SETI Server probs

Charlie1 · 13 June 2005 15:29

June 12, 2005
The web server failed this afternoon, but has since been rebooted and is slowly recovering now.

[As of 13 Jun 2005 14:20:07 UTC]

Database status
State Approximate #results
Ready to send 100,711
In progress 95,988
Waiting for validation 32
Transitioner backlog 32 hours

Everything is online except transitioners 1 & 2

Egad · 13 June 2005 15:49

Bad last week for Berkeley it would seem.

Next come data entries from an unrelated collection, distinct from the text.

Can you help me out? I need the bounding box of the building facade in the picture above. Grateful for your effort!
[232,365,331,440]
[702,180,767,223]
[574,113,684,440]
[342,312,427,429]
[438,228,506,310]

Hopefully , all will be sorted soon.

Charlie1 · 13 June 2005 16:13

6/13/2005 11:11:26 AM||request_reschedule_cpus: project op
6/13/2005 11:11:33 AM|SETI@home|Requesting 345600.00 seconds of work
6/13/2005 11:11:33 AM|SETI@home|Sending scheduler request to http://setiboinc.ssl.berkeley.edu/sah_cgi/cgi
6/13/2005 11:11:37 AM|SETI@home|Scheduler request to http://setiboinc.ssl.berkeley.edu/sah_cgi/cgi succeeded
6/13/2005 11:11:37 AM|SETI@home|General preferences have been updated
6/13/2005 11:11:37 AM||General prefs: from SETI@home (last modified 2005-06-12 04:29:33)
6/13/2005 11:11:37 AM||General prefs: using separate prefs for work
6/13/2005 11:11:37 AM|SETI@home|No work from project
6/13/2005 11:11:37 AM|SETI@home|Deferring communication with project for 1 minutes and 0 seconds

Times are EST-- seems the scheduler IS responding but swamped.

Database status
State Approximate #results
Ready to send 141,534
In progress 1,055,430
Waiting for validation 1,954
Transitioner backlog 31 hours

StormPCs · 13 June 2005 16:25

Most of my machines have work but they also have tons of WU’s to upload. Hope they get it fixed within a day or so because this not being able to upload really sucks. Also, I don’t think I have more than a day’s work on any system. :mad:

Come on Berzerkeley…give the beers and bongs a rest and fix some computers! The weekend is over!!!

Charlie1 · 13 June 2005 16:54

remember, 1 berkeley hour = 12 RW hours… so theyre probably still celebrating the most recent holiday…

The last outage caught me at the end of cache period and I lost 20 or so WU cause I couldnt report even after they had uploaded.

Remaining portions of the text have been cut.